Sonderbooks Stand-out 2004

I don't review books I don't like!

*****= An all-time favorite
****  = Outstanding
***    = Above average
**      = Enjoyable
*        = Good, with reservations

   cover

****How Can We Keep From Singing

Music and the Passionate Life

by Joan Oliver Goldsmith

Reviewed December 20, 2004.
W. W. Norton & Company, New York, 2001.  223 pages.
Sonderbooks Stand-out 2004, #12, Personal Stories and Reflections

I found this book not long before joining the Rheinland-Pfalz International Choir.  I used to sing in college and found a choir to sing with just before we moved away from Los Angeles.  It’s been such a joy to find a choir to sing with again.

How Can We Keep From Singing is written by a professional singer turned volunteer, who understands the joy of amateurs making music together.  Over twenty million Americans sing publicly in a choir or chorus, and this book meditates on many different aspects of the joy singing brings and how making music is a metaphor for life itself.

I read this book slowly, to savor it a little bit at a time.  It was nice to come home from choir and relax over a chapter about singing before going to bed.

Joan Oliver Goldsmith talks about “the invisible instrument we all carry inside—a creative spirit that must be expressed if the soul is not to die a slow, bleak death.

“If you find yourself pulled beyond all practicality toward doing something—writing poetry, building a business, restoring old cars, planting a secret garden; if at four in the morning the right word comes to you, the perfect flower to plant in that particular spot—you are playing your invisible instrument.”

“Then you know again creation’s assignment:  to learn the notes, to find your music.  The invisible instrument is the one instrument we must all learn to play.”

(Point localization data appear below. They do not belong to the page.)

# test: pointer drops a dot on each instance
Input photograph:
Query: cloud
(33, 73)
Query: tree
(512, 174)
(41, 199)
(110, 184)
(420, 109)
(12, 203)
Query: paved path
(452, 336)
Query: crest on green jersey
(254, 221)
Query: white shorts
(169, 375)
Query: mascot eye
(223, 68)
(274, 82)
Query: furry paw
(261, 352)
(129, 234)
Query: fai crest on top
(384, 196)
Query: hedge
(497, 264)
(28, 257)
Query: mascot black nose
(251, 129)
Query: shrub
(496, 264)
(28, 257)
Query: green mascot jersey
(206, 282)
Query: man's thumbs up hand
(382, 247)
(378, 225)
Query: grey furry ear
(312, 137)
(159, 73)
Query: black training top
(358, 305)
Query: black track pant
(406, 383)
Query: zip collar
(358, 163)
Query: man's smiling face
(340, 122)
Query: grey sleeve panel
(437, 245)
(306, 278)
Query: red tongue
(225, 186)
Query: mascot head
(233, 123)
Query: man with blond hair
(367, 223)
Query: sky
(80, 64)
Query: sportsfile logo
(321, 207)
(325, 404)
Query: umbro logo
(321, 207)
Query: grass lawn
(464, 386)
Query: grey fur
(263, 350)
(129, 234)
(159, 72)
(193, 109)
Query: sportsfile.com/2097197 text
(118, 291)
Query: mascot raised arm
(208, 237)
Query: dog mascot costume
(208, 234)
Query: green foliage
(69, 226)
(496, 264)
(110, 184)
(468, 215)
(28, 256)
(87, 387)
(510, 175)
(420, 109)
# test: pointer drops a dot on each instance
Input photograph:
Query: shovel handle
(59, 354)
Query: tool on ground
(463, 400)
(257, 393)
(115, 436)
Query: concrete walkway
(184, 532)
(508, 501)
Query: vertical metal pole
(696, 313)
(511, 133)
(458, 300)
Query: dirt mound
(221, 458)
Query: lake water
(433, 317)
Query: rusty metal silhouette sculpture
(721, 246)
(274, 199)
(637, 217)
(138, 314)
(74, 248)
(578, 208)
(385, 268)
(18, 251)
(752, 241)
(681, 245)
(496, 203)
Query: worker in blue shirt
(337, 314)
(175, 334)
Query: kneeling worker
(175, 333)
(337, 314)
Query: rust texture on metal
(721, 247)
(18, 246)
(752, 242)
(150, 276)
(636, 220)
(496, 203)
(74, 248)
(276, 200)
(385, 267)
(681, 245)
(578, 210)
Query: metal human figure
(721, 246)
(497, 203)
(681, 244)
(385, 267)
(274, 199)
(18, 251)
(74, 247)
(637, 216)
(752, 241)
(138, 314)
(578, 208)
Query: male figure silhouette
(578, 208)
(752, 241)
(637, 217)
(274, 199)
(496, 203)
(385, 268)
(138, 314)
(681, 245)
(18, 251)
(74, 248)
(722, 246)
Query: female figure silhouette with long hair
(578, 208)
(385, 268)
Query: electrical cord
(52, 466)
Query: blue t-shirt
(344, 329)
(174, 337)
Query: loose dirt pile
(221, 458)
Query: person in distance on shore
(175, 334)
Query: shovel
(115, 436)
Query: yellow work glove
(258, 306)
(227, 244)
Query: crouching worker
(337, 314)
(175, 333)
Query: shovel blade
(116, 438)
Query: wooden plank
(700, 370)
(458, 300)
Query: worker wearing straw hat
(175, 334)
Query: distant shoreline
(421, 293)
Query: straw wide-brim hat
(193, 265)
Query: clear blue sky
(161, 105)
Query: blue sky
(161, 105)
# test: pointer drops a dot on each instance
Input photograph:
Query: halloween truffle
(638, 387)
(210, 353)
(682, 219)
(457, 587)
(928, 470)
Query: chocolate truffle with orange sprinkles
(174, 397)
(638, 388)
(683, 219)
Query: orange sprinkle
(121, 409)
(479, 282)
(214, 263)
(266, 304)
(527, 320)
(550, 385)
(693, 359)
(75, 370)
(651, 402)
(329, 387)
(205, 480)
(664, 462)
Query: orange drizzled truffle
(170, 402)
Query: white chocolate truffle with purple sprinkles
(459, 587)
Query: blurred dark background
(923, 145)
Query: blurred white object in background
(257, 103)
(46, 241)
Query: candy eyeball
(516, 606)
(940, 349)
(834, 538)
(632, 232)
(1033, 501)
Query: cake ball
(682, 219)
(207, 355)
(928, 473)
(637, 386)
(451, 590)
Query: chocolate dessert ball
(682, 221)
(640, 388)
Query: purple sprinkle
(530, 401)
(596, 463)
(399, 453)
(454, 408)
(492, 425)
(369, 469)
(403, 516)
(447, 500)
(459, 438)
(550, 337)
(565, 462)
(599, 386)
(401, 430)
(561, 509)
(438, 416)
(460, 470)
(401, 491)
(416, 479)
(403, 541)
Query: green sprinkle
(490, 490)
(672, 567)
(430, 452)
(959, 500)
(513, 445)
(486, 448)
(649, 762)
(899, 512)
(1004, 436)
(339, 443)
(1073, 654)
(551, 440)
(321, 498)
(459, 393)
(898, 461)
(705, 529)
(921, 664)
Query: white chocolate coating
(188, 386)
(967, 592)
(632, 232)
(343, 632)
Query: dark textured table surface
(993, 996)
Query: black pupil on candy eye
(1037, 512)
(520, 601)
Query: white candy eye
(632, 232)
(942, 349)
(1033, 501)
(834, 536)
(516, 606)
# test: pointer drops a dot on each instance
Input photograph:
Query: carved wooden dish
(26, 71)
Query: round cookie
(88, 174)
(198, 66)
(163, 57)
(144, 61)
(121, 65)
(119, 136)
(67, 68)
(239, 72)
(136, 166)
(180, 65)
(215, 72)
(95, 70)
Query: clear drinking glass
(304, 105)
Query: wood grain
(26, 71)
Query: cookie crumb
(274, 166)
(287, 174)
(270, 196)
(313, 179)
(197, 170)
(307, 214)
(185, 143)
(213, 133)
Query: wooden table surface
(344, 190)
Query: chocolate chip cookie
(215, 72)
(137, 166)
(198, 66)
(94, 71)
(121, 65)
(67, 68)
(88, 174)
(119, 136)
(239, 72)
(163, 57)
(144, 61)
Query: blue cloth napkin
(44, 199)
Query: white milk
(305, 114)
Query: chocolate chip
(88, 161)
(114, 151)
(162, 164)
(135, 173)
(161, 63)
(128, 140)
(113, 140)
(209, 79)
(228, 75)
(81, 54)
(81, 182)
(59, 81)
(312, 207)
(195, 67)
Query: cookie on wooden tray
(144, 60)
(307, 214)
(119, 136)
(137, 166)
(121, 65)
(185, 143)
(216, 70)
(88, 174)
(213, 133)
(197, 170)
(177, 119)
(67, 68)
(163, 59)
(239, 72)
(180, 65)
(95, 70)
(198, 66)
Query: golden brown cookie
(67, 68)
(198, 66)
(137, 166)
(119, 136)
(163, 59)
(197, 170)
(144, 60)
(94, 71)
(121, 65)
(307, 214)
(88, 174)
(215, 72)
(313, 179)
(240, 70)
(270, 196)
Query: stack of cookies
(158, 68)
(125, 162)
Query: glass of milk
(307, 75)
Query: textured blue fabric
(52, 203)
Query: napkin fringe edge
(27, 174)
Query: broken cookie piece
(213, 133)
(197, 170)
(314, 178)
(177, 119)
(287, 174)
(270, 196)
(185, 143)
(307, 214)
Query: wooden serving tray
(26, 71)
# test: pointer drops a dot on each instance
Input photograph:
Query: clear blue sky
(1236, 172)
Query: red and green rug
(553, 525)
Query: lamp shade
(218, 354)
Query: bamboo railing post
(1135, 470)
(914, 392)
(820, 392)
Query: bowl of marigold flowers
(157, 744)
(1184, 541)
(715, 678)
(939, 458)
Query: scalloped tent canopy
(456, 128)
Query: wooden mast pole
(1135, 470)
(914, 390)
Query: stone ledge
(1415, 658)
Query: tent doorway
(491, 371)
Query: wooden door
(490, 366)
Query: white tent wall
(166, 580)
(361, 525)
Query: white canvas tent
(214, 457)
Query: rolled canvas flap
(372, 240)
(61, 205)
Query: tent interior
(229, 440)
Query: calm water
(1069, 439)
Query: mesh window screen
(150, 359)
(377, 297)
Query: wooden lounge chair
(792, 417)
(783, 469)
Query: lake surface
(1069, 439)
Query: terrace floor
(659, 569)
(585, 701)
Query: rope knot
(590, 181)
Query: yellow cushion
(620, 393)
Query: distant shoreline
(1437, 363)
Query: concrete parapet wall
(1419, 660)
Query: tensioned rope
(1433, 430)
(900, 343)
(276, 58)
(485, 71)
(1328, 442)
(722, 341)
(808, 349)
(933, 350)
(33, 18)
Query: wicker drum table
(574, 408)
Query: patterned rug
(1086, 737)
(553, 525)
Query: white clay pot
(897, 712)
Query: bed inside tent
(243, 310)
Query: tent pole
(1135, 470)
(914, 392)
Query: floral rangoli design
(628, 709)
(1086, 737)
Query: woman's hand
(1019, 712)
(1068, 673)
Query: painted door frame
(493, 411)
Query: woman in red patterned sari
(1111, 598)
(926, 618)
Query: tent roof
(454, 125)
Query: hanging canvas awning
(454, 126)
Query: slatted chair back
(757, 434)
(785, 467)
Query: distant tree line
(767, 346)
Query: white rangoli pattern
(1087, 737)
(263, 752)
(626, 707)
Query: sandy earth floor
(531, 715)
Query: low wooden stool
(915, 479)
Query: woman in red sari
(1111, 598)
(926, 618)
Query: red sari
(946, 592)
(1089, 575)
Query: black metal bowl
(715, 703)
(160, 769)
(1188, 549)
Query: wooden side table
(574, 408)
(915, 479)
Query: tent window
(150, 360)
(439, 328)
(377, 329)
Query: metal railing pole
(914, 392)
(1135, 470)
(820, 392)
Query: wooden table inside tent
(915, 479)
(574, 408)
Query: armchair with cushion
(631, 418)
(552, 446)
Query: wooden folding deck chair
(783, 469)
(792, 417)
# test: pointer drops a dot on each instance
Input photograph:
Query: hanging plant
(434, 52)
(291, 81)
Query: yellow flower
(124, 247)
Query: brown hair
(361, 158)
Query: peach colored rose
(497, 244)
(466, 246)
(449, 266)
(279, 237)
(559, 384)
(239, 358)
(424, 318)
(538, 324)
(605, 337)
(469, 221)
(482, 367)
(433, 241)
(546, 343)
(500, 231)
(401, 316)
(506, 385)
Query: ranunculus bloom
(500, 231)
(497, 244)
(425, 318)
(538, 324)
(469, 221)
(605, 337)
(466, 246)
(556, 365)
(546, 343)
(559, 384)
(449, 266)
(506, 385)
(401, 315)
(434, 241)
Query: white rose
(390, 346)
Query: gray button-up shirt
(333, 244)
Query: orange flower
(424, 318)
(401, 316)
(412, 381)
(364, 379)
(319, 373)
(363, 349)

I like the chapter where she learned that she needed to switch to singing alto, and also learned about doing activities that are right for her.  “I’ve learned that singing is part of my life’s tessitura.  If I ignore it, a certain spiritual crankiness sets in, like the restlessness my body feels if I neglect to exercise it.”  That’s what I learned about reading when I stopped reading for pleasure in college because I didn’t have time.  I couldn’t keep that up for long.  Now I’m finding how much happier I am with some singing in my life.

“So much of what we perceive as failure is really just being in the wrong tessitura, struggling for the notes we ‘ought’ to be able to sing, or stubbornly holding on to a way of life that no longer fits.”

Another good chapter is about wrong notes.  “In this life we make the best mistakes we know how to make.  Then, with any luck, we go out and make new ones.  I don’t make mistakes when I watch TV or take a walk.  These activities are pleasant, restful.  But I could not make a life of them.  After all, the easiest way to avoid wrong notes is to never open your mouth and sing.  What a mistake that would be.”

Here are some musings to smile over and make you think about the music of your own life.